The problem is endemic to modern democracies, which arose in place of monarchies allied to state religions; and took pains, therefore, to prevent the return of both. Liberal religion, which accepts separation of church and state as a positive good, is content to operate by moral suasion. Conservative religion, which never accepted separation of church and state in the first place, and which feels wrongfully disempowered as a result, allies with demagogues who will reinstitute religious control of ordinary people’s lives. With Rabbi Gilad Kariv’s election to the Knesset, Israeli Reform Judaism has entered the power game. Whether American liberal religion can succeed at that is questionable, and I am not sure I even advocate it.
But moral suasion can itself be leveraged, and the current moment demands that we leverage it with every ounce of our being. Religion itself is not the enemy; reactionary fundamentalism in league with revanchist nostalgia is. And illiberal liberalism doesn’t help us any.

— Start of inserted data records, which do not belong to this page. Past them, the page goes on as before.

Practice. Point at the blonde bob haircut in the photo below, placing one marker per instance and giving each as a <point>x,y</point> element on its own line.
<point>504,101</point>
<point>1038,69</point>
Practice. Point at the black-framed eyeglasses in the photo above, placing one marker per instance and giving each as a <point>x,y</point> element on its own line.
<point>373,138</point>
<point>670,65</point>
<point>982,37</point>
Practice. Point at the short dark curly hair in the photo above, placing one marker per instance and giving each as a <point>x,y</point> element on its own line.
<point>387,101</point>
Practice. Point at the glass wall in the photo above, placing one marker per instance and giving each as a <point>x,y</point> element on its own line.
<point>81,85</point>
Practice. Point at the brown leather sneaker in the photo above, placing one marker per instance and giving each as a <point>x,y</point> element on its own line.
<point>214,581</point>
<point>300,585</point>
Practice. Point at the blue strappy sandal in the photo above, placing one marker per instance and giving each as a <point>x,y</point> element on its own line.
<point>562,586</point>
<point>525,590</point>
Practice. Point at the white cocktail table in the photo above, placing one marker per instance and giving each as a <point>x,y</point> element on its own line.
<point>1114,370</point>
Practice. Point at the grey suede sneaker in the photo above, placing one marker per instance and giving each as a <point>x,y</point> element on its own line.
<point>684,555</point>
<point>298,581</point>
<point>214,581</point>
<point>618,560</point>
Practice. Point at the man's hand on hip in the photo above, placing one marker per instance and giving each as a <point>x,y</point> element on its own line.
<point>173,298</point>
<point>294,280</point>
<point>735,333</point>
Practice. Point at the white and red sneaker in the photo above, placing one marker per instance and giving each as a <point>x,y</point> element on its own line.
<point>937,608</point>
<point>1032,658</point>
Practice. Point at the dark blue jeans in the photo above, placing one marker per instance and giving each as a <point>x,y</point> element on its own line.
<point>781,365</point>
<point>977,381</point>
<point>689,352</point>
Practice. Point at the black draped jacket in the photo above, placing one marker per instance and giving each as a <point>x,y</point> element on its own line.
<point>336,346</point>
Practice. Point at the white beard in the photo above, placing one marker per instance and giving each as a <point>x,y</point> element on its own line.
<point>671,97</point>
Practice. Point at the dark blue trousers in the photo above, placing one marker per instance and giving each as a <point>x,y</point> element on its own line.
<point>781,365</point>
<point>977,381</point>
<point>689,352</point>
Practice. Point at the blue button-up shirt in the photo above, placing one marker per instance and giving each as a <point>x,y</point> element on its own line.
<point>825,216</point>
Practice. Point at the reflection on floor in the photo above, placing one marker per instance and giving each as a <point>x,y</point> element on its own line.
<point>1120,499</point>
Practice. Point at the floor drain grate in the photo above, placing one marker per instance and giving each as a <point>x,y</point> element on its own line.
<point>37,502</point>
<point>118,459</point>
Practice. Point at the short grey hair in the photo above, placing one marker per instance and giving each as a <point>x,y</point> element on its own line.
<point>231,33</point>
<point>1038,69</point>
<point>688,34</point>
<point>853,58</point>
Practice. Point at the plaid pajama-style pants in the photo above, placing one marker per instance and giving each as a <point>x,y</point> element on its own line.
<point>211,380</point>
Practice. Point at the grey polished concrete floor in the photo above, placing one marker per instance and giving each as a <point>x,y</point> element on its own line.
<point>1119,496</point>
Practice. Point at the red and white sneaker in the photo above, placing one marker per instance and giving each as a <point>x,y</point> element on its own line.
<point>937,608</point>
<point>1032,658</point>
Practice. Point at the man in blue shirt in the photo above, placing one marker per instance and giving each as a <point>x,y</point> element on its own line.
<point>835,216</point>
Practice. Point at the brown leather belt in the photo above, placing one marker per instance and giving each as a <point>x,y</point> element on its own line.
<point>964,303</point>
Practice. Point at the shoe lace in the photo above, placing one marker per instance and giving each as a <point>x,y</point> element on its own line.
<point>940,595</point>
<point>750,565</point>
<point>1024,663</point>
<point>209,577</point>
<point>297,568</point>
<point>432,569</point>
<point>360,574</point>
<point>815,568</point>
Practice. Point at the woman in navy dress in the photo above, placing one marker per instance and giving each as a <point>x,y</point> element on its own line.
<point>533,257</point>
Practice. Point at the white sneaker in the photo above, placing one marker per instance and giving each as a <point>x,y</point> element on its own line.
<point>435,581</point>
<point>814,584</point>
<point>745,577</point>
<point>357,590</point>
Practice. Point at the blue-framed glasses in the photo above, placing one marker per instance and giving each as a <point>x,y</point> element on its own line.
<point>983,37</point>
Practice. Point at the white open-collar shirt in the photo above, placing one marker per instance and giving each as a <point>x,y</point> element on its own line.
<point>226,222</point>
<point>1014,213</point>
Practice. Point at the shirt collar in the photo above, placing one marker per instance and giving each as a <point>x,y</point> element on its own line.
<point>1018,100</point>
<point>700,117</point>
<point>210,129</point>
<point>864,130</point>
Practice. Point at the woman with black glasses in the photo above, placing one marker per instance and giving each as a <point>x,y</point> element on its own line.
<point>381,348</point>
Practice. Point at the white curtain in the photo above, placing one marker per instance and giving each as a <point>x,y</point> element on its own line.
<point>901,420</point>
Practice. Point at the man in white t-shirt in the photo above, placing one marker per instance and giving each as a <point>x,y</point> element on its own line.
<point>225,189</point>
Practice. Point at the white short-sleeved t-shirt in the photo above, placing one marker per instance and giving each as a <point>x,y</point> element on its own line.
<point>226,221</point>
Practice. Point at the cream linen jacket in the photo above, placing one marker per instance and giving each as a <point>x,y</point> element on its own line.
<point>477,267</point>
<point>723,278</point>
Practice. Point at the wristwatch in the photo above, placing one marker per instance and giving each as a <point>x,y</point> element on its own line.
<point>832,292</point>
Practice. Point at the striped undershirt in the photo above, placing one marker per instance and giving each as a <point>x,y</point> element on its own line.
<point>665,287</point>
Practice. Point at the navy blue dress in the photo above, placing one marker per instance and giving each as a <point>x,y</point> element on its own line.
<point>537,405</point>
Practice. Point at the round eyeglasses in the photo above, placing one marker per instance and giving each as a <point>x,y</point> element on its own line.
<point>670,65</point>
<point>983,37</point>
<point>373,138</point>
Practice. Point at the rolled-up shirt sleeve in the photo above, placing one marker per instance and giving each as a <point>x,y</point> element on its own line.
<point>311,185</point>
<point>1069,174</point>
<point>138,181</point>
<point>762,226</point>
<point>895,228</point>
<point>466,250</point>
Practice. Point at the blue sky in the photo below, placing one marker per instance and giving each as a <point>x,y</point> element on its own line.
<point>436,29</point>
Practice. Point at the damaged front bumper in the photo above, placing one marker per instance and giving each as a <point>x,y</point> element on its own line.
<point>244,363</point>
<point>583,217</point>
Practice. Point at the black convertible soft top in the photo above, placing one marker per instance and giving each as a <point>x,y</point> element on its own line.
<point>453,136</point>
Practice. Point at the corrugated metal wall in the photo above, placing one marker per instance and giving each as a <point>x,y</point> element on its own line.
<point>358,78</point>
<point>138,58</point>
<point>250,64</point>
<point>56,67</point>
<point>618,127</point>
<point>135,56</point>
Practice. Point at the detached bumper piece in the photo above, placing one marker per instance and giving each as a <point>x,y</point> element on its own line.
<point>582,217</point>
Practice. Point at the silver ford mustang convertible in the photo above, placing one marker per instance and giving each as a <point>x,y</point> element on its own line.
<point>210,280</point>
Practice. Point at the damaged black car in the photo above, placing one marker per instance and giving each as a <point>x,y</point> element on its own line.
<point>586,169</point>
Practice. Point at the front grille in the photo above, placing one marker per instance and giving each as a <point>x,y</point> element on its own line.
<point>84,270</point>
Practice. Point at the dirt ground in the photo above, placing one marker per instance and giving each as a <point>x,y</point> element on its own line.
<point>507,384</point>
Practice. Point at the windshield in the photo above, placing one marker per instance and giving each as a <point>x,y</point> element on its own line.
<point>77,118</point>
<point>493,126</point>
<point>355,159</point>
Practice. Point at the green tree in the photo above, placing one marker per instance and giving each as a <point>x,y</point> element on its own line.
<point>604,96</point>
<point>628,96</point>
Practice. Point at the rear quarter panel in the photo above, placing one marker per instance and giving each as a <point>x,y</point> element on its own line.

This Passover, we should recognize the need for our own religious alternative to have a say; we can no longer abandon the public square to the other side. We should commit as well to financing organizations that do the political influencing that we cannot manage, individually. And we should double down in support of congressional candidates who will fight for us. The alternative, waiting in the wings, is a twenty-first century theocracy, with Dreyfus-like victims – Jews and non-Jews — and with enclaves of suffering all over America that look increasingly like Devil’s Island revisited.